The identification of hazardous driving behaviors from in-cabin video streams is essential for enhancing road safety and supporting the detection of traffic violations and unsafe driver actions. However, current temporal action localization techniques often struggle to balance accuracy with computational efficiency. In this work, we develop and evaluate a temporal action localization framework tailored for driver monitoring scenarios, particularly suitable for periodic inspection settings such as transportation safety checkpoints or fleet management assessment systems. Our approach follows a two-stage pipeline that combines VideoMAE-based feature extraction with an Augmented Self-Mask Attention (AMA) detector, enhanced by a Spatial Pyramid Pooling-Fast (SPPF) module to capture multi-scale temporal features. Experimental results reveal a distinct trade-off between model capacity and efficiency. At the feature extraction stage, the ViT-Giant backbone delivers higher representations with 88.09% Top-1 test accuracy, while the ViT-based variant proves to be a practical alternative, achieving 82.55% accuracy with significantly lower computational fine-tuning costs (101.85 GFLOPs/segment compared to 1584.06 GFLOPs/segment for Giant). In the downstream localization task, the integration of SPPF consistently improves performance across all configurations. Notably, the ViT-Giant + SPPF model achieves a peak mAP of 92.67%, while the lightweight ViT-based configuration maintains robust results.
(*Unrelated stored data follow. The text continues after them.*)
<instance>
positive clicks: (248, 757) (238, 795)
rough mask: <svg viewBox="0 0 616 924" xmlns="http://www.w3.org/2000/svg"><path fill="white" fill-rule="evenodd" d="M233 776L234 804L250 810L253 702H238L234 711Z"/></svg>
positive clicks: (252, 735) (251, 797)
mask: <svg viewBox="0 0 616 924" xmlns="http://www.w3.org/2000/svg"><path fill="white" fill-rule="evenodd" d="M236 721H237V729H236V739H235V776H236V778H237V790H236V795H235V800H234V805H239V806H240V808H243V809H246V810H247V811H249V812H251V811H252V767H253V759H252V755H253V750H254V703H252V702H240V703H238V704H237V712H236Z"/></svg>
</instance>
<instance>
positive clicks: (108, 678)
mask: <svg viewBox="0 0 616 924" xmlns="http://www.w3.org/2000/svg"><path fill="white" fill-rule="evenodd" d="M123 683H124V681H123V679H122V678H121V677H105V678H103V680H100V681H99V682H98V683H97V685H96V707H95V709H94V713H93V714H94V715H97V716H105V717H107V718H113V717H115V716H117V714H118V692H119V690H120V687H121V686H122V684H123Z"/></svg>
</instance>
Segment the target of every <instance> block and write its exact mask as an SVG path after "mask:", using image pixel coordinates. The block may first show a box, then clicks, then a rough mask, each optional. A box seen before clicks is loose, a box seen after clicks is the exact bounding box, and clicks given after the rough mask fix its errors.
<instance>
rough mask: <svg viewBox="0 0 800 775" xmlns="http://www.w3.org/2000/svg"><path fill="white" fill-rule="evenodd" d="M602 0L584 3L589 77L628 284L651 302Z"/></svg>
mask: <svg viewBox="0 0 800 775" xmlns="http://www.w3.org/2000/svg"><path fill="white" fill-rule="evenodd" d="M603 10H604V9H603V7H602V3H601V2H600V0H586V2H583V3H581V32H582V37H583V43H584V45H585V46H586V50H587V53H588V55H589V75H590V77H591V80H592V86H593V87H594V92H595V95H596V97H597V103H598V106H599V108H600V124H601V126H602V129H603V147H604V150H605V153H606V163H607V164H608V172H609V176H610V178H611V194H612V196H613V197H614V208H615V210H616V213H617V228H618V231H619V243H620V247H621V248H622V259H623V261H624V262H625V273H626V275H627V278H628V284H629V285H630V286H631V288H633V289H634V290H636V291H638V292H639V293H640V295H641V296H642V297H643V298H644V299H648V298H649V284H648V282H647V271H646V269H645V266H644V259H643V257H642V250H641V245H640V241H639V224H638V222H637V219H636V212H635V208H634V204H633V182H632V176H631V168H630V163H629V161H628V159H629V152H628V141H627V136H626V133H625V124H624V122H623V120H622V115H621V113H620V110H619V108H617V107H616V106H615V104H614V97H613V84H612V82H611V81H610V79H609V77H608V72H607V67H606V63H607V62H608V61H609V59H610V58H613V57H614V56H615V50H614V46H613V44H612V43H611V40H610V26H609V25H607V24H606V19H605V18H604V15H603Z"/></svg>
翻译：从车载视频流中识别危险驾驶行为对于提升道路安全、支持交通违法行为检测及不安全驾驶行为识别至关重要。然而，现有的时序动作定位技术在准确性与计算效率之间往往难以实现平衡。本研究开发并评估了一种专为驾驶员监控场景设计的时序动作定位框架，特别适用于周期性检测场景（如交通安全检查点或车队管理系统）。该方法采用两阶段流水线架构，结合基于VideoMAE的特征提取与增强型自掩码注意力检测器，并通过空间金字塔池化快速模块捕获多尺度时序特征。实验结果表明模型能力与效率间存在显著权衡：在特征提取阶段，ViT-Giant骨干网络以88.09%的Top-1测试准确率提供更高表征能力，而基于ViT的变体以显著更低的计算微调成本（101.85 GFLOPs/片段 vs. Giant模型的1584.06 GFLOPs/片段）实现82.55%准确率，成为实用替代方案。在下游定位任务中，SPPF模块的集成持续提升所有配置的性能表现。值得注意的是，ViT-Giant + SPPF模型实现92.67%的最高平均精度均值，而轻量级ViT配置仍保持稳健结果。